Des biographies illustratives, comme celle de Simone Veil (Simone – Le voyage du siècle, d’Olivier Dahan, en salles à partir du 12 octobre), il y en a plein. Hollywood les a très tôt mis à la mode : c’était chic pour les patrons des grands studios, la plupart du temps sans instruction, la finance La vie de Louis Pasteur (William Dieterle, 1936) La vie d’Emile Zola (toujours Dieterle, 1937), ou La vie de Thomas Edison (Clarence Brown, 1940)…

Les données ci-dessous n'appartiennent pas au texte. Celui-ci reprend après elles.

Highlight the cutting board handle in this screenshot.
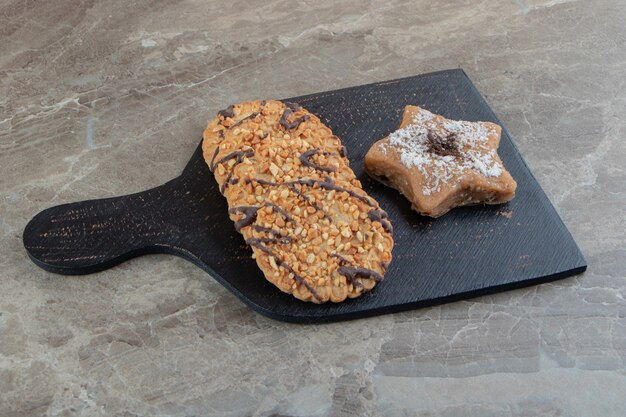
[23,141,217,275]
[23,179,184,275]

Et puis les stars ont toujours aimé se déguiser en personnages historiques : Greta Garbo et sa rivale Marlene Dietrich en souveraines (reine cristine, par Rouben Mamoulian, 1933, et al. l’impératrice rouge, de Josef von Sternberg, 1934), Marlon Brando dans Napoléon (voulupar Henry Koster, 1954), Kirk Douglas dans peintre (La vie passionnée de Vincent Van Gogh, par Vincente Minnelli, 1956). Plus récemment, on a eu droit à Denzel Washington en Malcolm X (dans Spike Lee en 1992), Jamie Foxx en Rayon Charles (dans Taylor Hackford, en 2004) ou encore Daniel Day Lewis dans Lincoln (dans Steven Spielberg, en 2012).

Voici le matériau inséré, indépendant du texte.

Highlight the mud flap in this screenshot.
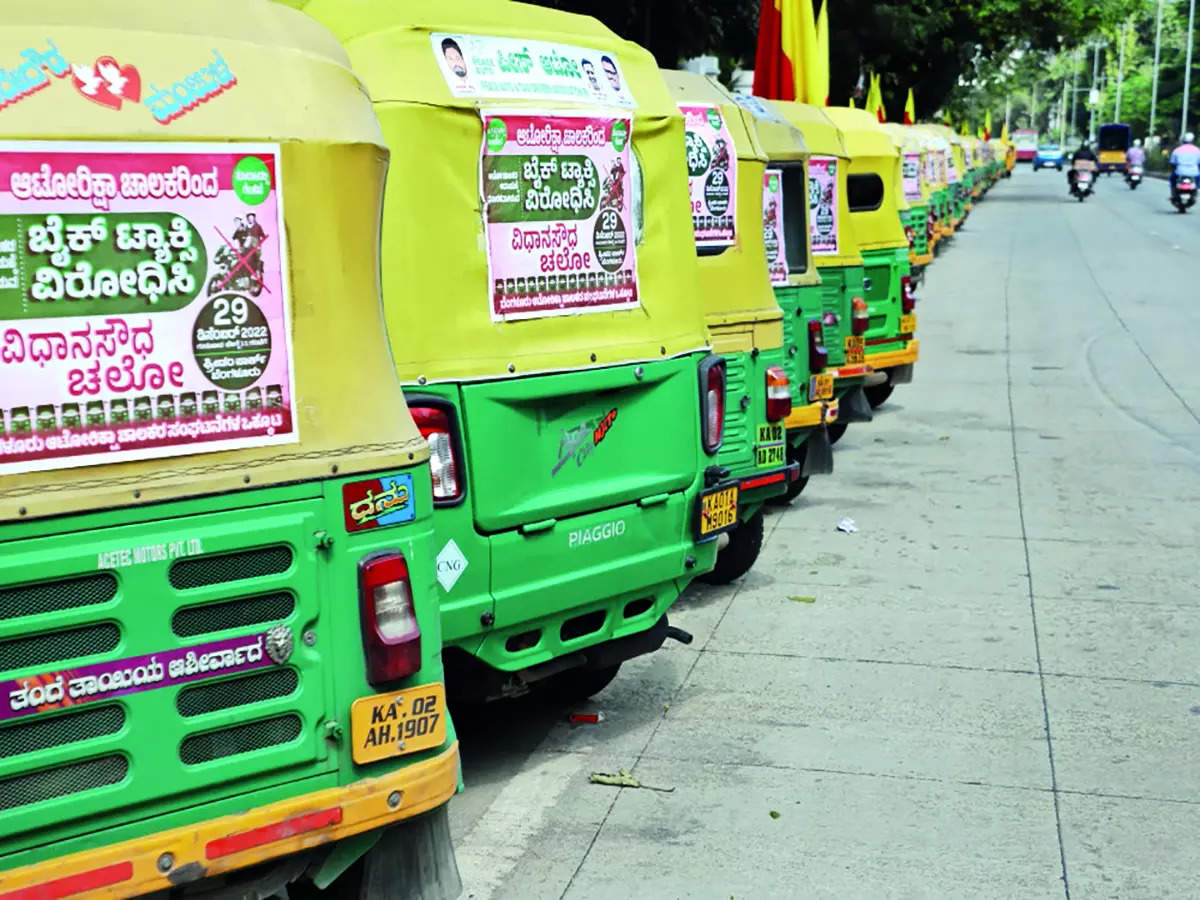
[838,386,875,425]
[800,425,833,478]
[359,803,462,900]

Comme ces biographies deviennent souvent de l’hagiographie, même les plus doués (Spielberg !) tombent dans l’académisme : surtout, ne pas nuire à l’image des célébrités. Sans scandaliser ni leurs descendants ni leurs fans, qui ont tendance à être plus tatillons que les familles… Heureusement, en s’affranchissant des clichés et du décorum, il arrive que certains cinéastes-biographes se précipitent sur les brancards. Cela donne alors lieu à des œuvres souvent discutées, auxquelles le temps finit par rendre justice.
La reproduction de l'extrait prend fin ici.